Pourtant, selon une décision rendue par le Barreau du Québec, la grande majorité de ces textes (incluant tous les textes de cette chronique) sont invisibles.
En effet, le comité de formation du Barreau du Québec a récemment refusé de considérer la rédaction de billets juridiques en ligne à titre d’activité de formation reconnue. À la base de ce refus est l’opinion du Barreau que les blogues juridiques ne sont rien d’autre que des outils d’autopromotion pour ceux qui y écrivent et que leur contenu ne contribue pas vraiment à la doctrine québécoise ou l’avancement du droit.
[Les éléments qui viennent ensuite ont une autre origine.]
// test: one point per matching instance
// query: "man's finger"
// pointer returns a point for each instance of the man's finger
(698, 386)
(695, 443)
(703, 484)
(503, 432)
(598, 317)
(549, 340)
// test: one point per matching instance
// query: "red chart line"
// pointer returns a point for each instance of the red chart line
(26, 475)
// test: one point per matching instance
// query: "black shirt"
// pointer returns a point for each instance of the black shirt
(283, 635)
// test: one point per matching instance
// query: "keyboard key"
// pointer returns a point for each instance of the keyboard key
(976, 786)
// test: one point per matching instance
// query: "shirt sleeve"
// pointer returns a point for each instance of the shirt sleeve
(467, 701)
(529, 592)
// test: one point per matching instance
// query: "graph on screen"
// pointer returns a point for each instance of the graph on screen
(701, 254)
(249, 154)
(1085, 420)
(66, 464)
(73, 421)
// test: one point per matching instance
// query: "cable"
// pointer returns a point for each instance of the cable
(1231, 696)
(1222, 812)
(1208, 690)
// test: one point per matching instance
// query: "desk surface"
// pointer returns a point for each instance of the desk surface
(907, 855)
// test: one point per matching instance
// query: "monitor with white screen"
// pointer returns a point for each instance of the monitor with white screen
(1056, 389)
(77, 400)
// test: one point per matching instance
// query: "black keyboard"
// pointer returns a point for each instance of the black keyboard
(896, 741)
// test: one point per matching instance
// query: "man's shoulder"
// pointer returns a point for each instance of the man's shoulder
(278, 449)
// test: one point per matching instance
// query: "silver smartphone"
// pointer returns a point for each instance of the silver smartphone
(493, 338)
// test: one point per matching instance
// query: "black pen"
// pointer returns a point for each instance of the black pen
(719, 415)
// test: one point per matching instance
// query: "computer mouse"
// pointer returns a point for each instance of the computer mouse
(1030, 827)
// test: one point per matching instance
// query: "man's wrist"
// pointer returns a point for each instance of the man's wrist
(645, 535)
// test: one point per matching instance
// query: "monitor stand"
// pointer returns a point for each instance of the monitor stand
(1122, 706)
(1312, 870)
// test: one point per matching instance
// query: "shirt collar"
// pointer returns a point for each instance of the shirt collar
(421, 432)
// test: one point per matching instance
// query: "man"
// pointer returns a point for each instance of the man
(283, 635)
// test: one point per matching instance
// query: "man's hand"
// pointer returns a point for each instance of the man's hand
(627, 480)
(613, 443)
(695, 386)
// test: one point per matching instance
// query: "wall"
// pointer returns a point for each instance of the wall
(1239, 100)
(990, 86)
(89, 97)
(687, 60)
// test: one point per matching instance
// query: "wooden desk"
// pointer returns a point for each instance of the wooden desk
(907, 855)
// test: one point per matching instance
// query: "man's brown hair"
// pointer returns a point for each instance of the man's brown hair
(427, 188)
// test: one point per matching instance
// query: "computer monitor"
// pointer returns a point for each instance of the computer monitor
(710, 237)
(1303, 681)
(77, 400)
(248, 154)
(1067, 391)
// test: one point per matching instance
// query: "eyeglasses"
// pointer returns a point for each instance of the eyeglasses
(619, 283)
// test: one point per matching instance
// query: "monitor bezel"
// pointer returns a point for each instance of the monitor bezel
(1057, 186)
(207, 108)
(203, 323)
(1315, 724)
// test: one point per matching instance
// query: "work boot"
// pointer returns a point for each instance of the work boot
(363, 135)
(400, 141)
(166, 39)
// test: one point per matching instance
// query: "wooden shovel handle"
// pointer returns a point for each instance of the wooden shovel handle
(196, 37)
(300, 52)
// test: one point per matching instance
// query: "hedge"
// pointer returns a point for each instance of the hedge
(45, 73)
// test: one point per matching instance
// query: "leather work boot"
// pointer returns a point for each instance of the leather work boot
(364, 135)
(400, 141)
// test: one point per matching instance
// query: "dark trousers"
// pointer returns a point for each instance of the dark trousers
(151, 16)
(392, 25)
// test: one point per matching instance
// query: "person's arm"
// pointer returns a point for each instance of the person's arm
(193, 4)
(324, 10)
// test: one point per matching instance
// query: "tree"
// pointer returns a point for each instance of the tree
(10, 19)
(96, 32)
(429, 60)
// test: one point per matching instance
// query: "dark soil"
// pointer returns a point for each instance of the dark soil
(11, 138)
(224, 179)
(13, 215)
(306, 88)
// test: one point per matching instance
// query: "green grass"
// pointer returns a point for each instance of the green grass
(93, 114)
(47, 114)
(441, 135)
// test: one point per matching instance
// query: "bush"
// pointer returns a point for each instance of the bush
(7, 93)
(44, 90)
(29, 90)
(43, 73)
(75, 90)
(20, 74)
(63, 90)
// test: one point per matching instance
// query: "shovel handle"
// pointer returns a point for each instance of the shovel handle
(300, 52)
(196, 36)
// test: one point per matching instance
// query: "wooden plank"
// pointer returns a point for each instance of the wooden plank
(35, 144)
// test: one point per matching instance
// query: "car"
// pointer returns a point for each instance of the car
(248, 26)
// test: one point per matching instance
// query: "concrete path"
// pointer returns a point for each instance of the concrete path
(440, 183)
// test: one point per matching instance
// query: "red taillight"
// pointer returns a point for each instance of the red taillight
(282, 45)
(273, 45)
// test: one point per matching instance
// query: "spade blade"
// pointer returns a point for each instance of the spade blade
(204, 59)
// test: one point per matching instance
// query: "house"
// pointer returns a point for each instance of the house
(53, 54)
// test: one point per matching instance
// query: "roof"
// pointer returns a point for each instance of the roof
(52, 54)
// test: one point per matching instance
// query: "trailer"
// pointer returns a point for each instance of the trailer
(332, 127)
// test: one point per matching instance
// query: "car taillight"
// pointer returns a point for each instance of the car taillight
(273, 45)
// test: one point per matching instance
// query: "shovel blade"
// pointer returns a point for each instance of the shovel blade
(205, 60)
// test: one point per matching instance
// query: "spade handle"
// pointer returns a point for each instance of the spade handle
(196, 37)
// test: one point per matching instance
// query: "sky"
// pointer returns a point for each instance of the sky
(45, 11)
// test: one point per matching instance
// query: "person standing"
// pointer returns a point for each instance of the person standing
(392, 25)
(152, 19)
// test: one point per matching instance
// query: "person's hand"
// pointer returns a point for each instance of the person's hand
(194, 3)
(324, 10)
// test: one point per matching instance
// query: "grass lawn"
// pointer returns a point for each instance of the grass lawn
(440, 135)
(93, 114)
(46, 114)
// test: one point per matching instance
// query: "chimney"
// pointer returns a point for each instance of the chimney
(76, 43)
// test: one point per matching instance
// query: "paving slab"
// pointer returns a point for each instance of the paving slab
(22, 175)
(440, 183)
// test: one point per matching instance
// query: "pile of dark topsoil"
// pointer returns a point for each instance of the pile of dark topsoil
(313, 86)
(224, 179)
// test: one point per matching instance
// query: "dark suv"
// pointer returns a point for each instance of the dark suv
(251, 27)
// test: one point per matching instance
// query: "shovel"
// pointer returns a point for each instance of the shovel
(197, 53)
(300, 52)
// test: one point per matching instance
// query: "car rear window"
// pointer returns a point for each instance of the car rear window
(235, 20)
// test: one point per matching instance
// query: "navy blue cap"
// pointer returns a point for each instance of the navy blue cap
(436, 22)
Également implicite dans cette décision est un préjugé puissant contre le contenu électronique en comparaison avec la vénérable page de papier.
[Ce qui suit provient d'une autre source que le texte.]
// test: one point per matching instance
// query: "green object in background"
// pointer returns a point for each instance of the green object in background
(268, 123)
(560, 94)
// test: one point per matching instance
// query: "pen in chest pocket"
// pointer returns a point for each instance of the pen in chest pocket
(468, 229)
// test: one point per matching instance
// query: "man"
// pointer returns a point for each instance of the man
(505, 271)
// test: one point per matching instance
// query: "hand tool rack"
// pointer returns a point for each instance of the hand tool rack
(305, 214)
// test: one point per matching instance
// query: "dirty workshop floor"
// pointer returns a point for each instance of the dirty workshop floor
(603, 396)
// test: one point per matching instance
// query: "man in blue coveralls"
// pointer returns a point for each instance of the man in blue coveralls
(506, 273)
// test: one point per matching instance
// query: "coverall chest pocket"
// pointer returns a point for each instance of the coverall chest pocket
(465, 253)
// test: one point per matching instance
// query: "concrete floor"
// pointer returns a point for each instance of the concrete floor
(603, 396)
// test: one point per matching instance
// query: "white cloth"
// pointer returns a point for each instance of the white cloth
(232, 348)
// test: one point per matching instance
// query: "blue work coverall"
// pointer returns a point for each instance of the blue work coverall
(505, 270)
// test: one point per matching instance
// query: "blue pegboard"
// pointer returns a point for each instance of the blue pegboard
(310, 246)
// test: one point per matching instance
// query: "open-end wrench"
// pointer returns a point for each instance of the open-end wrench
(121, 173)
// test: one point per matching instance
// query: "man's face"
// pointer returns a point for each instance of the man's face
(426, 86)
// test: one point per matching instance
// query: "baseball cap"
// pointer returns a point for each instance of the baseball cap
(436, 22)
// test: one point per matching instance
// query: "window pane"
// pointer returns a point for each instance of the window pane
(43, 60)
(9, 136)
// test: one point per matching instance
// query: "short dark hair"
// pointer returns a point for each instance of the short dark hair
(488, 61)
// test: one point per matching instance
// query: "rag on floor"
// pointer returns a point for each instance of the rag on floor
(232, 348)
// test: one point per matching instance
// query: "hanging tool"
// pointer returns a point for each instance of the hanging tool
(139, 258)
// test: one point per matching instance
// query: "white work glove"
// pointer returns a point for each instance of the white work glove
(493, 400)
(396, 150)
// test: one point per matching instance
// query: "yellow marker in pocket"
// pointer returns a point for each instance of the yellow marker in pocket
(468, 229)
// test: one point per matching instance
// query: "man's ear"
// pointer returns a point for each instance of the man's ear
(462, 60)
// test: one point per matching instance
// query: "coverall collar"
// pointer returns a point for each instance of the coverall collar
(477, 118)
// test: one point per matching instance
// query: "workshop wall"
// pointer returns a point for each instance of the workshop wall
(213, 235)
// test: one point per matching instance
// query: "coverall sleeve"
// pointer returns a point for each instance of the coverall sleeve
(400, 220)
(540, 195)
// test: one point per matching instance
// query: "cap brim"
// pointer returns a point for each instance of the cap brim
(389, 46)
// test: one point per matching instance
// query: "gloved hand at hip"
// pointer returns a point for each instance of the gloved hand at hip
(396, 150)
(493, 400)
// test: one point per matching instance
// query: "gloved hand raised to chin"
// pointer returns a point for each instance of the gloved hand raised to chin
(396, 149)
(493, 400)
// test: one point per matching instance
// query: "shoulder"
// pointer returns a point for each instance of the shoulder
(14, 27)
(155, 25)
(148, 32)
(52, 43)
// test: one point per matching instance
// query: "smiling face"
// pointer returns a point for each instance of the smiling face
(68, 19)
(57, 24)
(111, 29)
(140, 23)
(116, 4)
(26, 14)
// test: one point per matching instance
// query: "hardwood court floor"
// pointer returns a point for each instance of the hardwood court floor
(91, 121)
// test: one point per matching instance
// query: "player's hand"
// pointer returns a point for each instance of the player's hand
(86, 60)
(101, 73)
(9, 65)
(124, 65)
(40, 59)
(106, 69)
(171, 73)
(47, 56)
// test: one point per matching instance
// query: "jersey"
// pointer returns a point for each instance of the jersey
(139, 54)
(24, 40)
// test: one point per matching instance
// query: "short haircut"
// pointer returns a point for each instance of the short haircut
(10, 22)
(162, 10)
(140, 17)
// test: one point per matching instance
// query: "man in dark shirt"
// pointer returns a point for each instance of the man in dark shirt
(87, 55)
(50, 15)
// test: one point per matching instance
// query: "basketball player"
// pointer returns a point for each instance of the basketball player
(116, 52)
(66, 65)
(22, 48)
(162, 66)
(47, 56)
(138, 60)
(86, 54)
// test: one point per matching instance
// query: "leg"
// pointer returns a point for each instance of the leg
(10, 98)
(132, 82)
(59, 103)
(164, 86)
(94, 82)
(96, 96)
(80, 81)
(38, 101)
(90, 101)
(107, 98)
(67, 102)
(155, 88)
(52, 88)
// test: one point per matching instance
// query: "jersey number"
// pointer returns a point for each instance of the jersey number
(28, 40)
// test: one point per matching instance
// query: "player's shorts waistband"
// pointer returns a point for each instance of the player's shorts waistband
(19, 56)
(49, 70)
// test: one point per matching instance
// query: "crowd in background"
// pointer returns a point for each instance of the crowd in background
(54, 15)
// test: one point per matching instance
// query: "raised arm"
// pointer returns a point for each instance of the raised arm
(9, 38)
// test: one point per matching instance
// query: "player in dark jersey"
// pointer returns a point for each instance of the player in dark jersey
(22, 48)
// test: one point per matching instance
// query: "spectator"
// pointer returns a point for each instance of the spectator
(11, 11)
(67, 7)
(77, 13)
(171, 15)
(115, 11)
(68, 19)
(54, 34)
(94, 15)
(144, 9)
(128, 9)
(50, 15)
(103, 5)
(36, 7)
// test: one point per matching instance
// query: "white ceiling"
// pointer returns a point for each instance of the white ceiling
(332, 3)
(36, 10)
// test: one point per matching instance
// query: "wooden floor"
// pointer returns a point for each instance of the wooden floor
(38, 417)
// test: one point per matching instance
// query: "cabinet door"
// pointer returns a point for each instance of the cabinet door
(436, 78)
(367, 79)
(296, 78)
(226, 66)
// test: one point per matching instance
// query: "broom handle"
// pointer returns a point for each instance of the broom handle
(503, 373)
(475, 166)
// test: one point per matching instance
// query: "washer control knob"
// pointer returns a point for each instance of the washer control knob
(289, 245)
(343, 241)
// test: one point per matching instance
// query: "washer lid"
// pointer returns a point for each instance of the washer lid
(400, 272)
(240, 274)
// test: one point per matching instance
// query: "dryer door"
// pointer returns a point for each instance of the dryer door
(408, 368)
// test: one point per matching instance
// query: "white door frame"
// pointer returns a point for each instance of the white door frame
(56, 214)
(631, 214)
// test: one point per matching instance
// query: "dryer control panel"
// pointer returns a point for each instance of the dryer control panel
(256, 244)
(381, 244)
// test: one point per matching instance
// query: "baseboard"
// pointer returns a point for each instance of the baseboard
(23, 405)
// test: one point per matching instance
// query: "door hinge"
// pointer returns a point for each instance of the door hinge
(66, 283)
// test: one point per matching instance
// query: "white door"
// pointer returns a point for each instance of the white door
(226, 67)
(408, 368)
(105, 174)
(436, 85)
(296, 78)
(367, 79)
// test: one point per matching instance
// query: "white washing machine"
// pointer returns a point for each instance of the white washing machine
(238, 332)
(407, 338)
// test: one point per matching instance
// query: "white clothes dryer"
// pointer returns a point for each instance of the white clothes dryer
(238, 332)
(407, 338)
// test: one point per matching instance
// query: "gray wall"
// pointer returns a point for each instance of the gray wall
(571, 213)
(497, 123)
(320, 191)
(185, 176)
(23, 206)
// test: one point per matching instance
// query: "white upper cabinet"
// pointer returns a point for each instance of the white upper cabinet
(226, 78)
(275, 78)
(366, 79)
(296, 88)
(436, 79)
Ce n’est certes pas la première fois ou la dernière, que notre ordre professionnel prendra des décisions qui me déçoivent profondément, mais je ne peux me convaincre de garder le silence à propos de celle-ci.
La réalité du monde juridique d’aujourd’hui est que les choses bougent beaucoup trop rapidement pour que la doctrine traditionnellement publiée prenne encore toute la place. En effet, loin sont les jours où seulement une centaine de jugements par année sont rapportés. Aujourd’hui, sur jugements.qc.ca ou CanLii, vous retrouverez des dizaines sinon des centaines de nouveaux jugements chaque jour ouvrable. Pour colmater cette brèche et se garder à jour, c’est vers les ressources en ligne que l’on doit se tourner. Les blogues juridiques jouent donc aujourd’hui un rôle important à l’égard de l’information juridique.
Réunir le tout sous la rubrique de « l’autopromotion » est absurde. Prenez le cas de mon bon ami François-Xavier Robert qui travaille au sein de l’Ordre des agronomes du Québec. Il a écrit plus de 100 billets jurisprudentiels au cours des deux dernières années. Il fait la promotion de quoi au juste ? Même s’il le voulait, il ne pourrait accepter des mandats externes à l’Ordre. Pourtant, on ignore sa contribution importante à la doctrine québécoise, surtout qu’il est loin d’être évident de trouver des commentaires sur la jurisprudence en matière de droit professionnel et d’accès à l’information (domaines sur lesquels il écrit).
L’incongruité de la position adoptée par le Barreau est aussi démontrée par le fait que les conférences par lesquelles des juristes informent leur auditoire des développements récents dans des domaines de droit précis sont facilement reconnues à titre d’activité de formation. Ainsi, selon le Barreau, chacun des billets que j’ai écrits en matière de recours collectif n’a pas la qualité nécessaire pour être reconnu pour les fins de formation, mais, dans la mesure où je prends 10 ou 15 de ceux-là, que j’intitule ma présentation « jurisprudence et développements récents en matière de recours collectif » et que je lis verbatim le contenu de mes billets, là on parle d’une vraie valeur !
Même si je n’ai personnellement pas de difficulté à trouver mes 30 heures de formation, la question en reste une qui me tient grandement à cœur. Il me semble évident qu’il faut encourager les juristes à écrire sur le droit et partager leurs connaissances. En rejetant du revers de la main les blogues juridiques, le Barreau cause un grand tort à cette cause. D’ailleurs, ne participe-t-il pas de l’accès à la justice, sujet important pour le Barreau, que la compréhension du droit soit plus accessible pour les justiciables?
Au lieu de regrouper l’ensemble des textes publiés en ligne sous la même rubrique, le Barreau devrait juger chaque texte sur son mérite. Si je concède d’emblée que ce n’est pas tout ce qui est publié en ligne qui est digne de reconnaissance, je ne peux non plus accepter qu’absolument rien ne l’est.
Les juristes doivent être innovateurs et avant-gardistes. Malheureusement, sur la question de la doctrine, notre ordre professionnel est toujours prisonnier des années 80.
Référence neutre: [2012] ABD 199
Note: Le présent texte a initialement été publié sur le site d'actualités juridiques Droit Inc. (www.droit-inc.com).